Power & Market

A Rothbardian Dissection of Javier Milei – Part II

Read part I here.

Milei and the Chances of Privatization

Though privatizations have not yet arrived, the state-owned airline is on the agenda. The company was renationalized in 2008, forcing taxpayers to prop up an airline that has been directly bailed out by the government since 2021. For true privatization, all regulation prohibiting competition and all taxation in the industry should be abolished—falling short of this, it should come with deregulation and less taxation. Milei has proposed to give the company’s shares to its employees and thereby transfer ownership to them. They would either bear responsibility for the company or sell their shares. While this may be the most expedient method toward privatization in a country where unions have so much influence and power to negotiate, it is not a just course of action.

According to the homestead principle, assets belong to those who have worked on them, but the airline would not have been possible without the initial aggression against taxpayer property. The government legally owns the airline, but it does not justly own it. As for the workers, their only possible claim concerns their salaries, and even these, and all other costs involved in the operation of the airline, are primarily financed by taxpayers. As a matter of fact, to do what Milei proposes would constitute a moral outrage. Rothbard would state that the principle of privatization that should take priority wherever it applies would require the government “to return all stolen, confiscated property to its original owners, or to their heirs,” because property rights imply above all restoring stolen property to the original owners. Only those who have been aggressed into financing the airline have a justifiable claim to restitution.

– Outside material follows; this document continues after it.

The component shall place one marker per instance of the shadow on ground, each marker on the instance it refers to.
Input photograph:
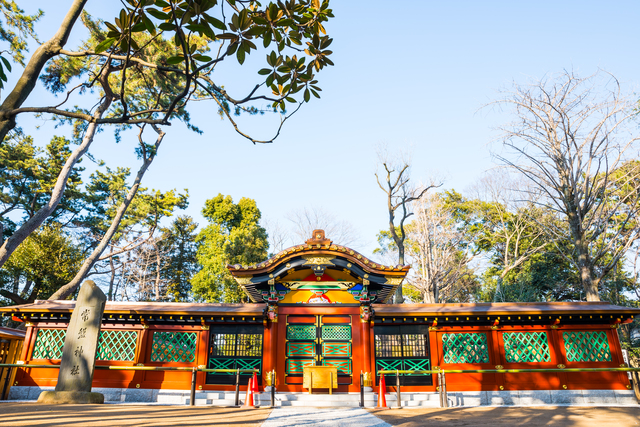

If possible, legal ownership should always be restored to expropriated private owners or their heirs of socialized factors of production. But in this case, even though we know that the taxpayers are the rightful owners, legal ownership cannot work in the same way for tax-funded enterprises. The most just and sensible solution would seem to involve the distribution of shares among taxpayers in proportion to the taxes paid since 2008. However, an airline needs hierarchy and expert knowledge on its inner workings. For assets to be used, liquidated, or dismantled, some agreement among the owners about many complicated matters would still be required. Such a process would hinder any possible gains from this solution. If an entire bureau were created to go through tax documents and calculate a fair distribution of shares, this would impose an unjustifiable burden on taxpayers. The perpetrator of the injustice, in charging the victim a price for justice, would commit a further injustice. Moreover, the government, as usual, could err in its task by, for example, giving more or less than is due to the taxpayers, which could complicate the process of getting the company back in business or liquidated.

Benjamin Seevers proposes to combine the joint stock company and syndicalist approaches. Milei, he argues, should cease all government transfers to the airline and eliminate all government-granted privileges. The company should not be pardoned for its willing participation in taxation and expropriation, and taxpayers should be free to make claims against the now private airline. Milei could give the company to the bureaucrats who currently run it, but taxpayers should be able to bring claims against it in civil court for restitution in the form of payments, bonds, or shares. Seevers recognizes taxpayers’ legitimate claims to the company and wants to relegate its division to the “free market” rather than the government—mirroring the syndicalist solution first, turning it into a mixed system afterward. Following Seevers, the airline “should be cut off from the government altogether without caring how the former public employees organize the company,” and some legally binding order (perhaps an executive order) would state that the company’s expropriations of taxpayers are no longer legally protected, allowing them to extract rectification.